ClientEarth and its backers are asking the High Court of Justice in London to force Shell’s board to “adopt a strategy to manage climate risk in line with its duties under the Companies Act” and in compliance with a 2021 Dutch court ruling ordering the oil giant to cut its total carbon emissions by 45% by 2030.

“Long term, it is in the best interests of the company, its employees, and its shareholders — as well as the planet — for Shell to reduce its emissions harder and faster than the board is currently planning,” Benson said.

Jacqueline Amy Jackson, the head of responsible investment at London CIV — one of the institutional backers of ClientEarth’s lawsuit — said that “we do not believe the board has adopted a reasonable or effective strategy to manage the risks associated with climate change affecting Shell.”

“In our view,” Jackson added, “a board of directors of a high-emitting company has a fiduciary duty to manage climate risk, and in so doing, consider the impacts of its decisions on climate change, and to reduce its contribution to it.”

Shell said in response that ClientEarth’s suit “has no merit.”

ClientEarth filed its complaint a week after Shell announced that its profits doubled in 2022, surging to a record $40 billion as households across Europe and around the world struggled with high energy costs. The company said it returned $26 billion to shareholders last year through dividends and stock buybacks.

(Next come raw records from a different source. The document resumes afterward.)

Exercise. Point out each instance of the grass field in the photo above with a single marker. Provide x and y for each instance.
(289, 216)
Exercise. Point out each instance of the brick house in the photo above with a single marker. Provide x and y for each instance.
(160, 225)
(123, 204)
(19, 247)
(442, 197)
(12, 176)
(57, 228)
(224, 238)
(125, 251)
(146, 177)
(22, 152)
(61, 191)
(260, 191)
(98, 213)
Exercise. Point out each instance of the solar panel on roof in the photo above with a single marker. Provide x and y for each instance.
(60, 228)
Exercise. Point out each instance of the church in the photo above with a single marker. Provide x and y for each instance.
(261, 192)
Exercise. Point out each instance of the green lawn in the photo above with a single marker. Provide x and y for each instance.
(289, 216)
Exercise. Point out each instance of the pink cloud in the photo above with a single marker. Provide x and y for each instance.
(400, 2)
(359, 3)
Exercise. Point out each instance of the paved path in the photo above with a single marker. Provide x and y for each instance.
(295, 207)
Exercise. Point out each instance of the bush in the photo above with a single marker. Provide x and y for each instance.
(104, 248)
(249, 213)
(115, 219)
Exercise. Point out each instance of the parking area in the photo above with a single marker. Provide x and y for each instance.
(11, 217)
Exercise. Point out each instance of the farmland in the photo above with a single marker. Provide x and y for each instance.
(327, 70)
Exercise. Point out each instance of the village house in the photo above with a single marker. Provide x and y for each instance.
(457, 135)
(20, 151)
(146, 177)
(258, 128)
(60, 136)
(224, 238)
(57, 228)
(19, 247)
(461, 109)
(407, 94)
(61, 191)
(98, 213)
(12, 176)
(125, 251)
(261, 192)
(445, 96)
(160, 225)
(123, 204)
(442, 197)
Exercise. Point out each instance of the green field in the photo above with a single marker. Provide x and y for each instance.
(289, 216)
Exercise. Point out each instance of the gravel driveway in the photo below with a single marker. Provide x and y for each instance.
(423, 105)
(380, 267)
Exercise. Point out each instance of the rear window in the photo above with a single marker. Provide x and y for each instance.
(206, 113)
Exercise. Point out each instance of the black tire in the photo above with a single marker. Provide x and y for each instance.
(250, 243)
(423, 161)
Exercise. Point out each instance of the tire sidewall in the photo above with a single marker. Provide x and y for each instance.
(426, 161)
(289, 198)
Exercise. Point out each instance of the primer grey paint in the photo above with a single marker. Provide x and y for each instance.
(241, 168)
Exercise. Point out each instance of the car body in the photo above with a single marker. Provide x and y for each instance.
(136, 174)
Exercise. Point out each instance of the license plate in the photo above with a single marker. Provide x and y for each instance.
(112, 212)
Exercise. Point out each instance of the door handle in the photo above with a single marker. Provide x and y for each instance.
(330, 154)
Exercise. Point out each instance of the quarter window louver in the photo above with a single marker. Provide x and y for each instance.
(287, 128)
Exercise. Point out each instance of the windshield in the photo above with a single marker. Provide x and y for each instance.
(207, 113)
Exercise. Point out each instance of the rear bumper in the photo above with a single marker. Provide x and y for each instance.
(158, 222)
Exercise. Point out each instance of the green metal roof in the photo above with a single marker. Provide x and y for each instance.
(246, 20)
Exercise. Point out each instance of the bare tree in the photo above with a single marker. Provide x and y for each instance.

Earlier this month, the advocacy group Global Witness filed a complaint with the U.S. Securities and Exchange Commission accusing Shell of “lumping together some of its gas-related investments with its spending on renewables to inflate its overall investment in renewable sources of energy,” misleading investors and authorities.

“Shell’s so-called renewable and energy solutions category is pure fiction,” said Zorka Milin, a senior adviser at Global Witness. “The company is living in fantasy land if it thinks fossil gas has any place in the much-needed energy transition. Shell’s business model has always been, and continues to be, overwhelmingly based on climate-polluting fossil fuels.”

Shell is also facing lawsuits from nearly 14,000 Nigerians whose communities have been devastated by the company’s pollution and oil spills.